Since 1972, The Women's and Gender Studies faculty has been dedicated to continuing
UNCG's historical concern with the lives of women and with the roles they play
in society. The Women's and Gender Studies Program now offers an undergraduate
major and minor, a graduate certificate, and the new MA degree. The program encompasses
more than
thirty courses with over seventy-five faculty affiliates from seventeen departments.
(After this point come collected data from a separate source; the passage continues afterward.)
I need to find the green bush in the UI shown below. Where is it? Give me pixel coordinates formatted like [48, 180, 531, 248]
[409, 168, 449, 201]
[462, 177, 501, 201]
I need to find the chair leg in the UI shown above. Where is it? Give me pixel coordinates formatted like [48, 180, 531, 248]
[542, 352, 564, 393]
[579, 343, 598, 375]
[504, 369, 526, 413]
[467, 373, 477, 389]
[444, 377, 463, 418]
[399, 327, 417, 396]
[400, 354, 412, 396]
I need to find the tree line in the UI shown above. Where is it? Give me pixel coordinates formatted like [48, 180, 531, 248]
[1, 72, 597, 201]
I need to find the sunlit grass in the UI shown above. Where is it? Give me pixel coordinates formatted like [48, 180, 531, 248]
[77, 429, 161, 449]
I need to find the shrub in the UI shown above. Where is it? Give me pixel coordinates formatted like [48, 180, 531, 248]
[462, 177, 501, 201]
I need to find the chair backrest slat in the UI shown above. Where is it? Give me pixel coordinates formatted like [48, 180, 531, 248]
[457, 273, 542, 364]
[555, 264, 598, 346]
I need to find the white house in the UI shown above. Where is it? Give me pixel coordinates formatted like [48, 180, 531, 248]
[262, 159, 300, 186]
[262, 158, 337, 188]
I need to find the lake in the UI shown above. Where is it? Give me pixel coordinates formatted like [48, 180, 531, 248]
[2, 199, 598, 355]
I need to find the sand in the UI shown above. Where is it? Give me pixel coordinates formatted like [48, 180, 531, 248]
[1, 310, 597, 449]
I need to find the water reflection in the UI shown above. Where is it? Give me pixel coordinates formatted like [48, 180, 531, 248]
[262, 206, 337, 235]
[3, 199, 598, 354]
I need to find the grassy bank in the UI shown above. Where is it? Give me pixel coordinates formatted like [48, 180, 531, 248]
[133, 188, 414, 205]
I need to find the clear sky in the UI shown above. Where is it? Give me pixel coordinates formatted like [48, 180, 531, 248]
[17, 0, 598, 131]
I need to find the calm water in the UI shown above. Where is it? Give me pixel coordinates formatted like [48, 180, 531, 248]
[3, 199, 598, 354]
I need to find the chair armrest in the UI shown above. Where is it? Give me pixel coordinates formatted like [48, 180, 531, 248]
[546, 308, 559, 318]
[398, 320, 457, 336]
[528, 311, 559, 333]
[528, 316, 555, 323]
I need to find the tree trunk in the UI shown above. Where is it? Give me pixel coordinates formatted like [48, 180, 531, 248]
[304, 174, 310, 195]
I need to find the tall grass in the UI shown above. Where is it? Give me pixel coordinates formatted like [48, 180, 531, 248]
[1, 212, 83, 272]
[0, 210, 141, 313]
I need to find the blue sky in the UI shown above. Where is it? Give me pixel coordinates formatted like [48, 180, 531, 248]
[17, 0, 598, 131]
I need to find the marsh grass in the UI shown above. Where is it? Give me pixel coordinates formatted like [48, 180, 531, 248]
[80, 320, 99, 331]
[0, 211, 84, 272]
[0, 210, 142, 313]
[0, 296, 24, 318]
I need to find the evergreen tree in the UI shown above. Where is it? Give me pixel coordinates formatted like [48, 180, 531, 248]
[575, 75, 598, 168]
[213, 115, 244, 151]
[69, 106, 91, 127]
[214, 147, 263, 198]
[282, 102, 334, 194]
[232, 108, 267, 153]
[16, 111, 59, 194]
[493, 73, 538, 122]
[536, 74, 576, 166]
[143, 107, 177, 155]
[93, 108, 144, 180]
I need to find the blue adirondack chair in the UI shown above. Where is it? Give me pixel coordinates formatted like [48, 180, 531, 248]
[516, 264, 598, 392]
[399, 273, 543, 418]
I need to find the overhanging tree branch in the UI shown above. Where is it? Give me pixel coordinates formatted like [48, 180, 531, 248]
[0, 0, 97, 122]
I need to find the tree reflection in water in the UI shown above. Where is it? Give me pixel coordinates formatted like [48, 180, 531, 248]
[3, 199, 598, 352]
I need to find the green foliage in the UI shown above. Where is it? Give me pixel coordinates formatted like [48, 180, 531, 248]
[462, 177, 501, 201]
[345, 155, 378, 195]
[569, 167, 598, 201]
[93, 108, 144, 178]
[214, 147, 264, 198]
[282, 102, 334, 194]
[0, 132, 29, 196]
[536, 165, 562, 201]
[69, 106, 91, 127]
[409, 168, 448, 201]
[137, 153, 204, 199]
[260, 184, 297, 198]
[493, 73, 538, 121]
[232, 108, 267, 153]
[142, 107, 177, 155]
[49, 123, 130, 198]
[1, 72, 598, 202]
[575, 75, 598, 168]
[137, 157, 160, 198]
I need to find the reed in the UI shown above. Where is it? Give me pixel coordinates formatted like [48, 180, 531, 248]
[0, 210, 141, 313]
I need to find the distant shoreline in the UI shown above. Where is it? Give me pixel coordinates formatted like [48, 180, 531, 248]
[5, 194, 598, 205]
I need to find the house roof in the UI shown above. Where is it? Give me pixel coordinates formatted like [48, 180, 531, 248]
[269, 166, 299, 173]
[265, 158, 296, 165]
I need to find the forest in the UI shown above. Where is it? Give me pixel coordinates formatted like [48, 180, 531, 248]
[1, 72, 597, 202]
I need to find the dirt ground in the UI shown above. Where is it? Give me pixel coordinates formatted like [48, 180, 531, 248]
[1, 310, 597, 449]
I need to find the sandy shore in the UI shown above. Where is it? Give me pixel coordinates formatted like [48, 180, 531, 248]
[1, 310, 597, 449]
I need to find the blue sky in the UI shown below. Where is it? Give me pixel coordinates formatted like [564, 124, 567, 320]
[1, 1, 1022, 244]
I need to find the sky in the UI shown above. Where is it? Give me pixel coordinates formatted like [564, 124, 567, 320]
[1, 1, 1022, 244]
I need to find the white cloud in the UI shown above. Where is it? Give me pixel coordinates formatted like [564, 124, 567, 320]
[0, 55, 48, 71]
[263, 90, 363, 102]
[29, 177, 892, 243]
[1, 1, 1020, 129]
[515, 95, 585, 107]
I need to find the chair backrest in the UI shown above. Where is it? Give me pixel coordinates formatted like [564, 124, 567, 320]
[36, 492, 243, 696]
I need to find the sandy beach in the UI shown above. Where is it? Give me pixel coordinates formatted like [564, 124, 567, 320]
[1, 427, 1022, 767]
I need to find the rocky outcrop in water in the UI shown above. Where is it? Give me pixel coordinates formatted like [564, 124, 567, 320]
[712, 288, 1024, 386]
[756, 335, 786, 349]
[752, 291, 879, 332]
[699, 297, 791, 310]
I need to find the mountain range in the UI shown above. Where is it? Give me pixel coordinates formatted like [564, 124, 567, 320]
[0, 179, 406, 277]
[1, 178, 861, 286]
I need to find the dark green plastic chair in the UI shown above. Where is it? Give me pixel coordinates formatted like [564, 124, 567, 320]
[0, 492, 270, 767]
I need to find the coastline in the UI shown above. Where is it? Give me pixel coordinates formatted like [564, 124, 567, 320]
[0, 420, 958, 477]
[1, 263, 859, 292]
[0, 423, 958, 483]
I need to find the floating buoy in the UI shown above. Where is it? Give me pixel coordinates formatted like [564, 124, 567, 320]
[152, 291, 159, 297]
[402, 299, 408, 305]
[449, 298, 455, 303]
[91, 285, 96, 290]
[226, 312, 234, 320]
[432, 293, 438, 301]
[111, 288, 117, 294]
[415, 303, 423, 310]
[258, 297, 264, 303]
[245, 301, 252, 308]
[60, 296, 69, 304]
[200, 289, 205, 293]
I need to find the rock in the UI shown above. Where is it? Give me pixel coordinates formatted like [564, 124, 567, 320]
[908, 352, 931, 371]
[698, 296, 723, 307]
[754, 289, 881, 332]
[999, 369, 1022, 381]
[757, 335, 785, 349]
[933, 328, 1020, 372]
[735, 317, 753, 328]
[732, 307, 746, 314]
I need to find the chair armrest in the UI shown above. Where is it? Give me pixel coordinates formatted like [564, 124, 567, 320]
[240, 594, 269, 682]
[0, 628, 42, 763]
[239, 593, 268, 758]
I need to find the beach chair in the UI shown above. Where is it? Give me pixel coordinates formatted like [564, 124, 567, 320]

Faculty members affiliated with the program are housed in departments and professional
schools throughout the university, making Women's and Gender Studies the most
well-established interdisciplinary
program in the university.
With UNCG's history
as a school for the higher education of North Carolina women, its
community support from alumna of the Woman's College, its racially
and culturally diverse student body, and its energetic faculty, the
university offers an ideal environment for Women's and Gender Studies.
The central mission
of the Women's and Gender Studies Program is to use gender, along
with race and class, as a category of analysis, helping students
investigate
the role that gender plays in our history, art, politics, education,
sports, health, and family. The Program grew out of the limitations
that instructors perceived in the liberal arts curriculum as it was
traditionally structured, with its overwhelming concentration on
the perspective of privileged men. The Program addresses issues of
neglect, omission, and bias in curricula while honing those critical
thinking skills vital to a liberal education. With the assistance
of the community-based Friends of Women's and Gender Studies, the
program sponsors visiting scholars, lectures, films, and conferences
devoted
to the
advancement of women's and gender studies.
The women and men
who have participated either as instructors or students in UNCG's
Women's and Gender Studies program find themselves rediscovering
what drew them to the university in the first place. Women's and
gender studies personalizes the curriculum, opening it up to critique
and revealing
the ways
in which academic issues intersect with our deepest personal concerns
and shape our responses to the world in which we live.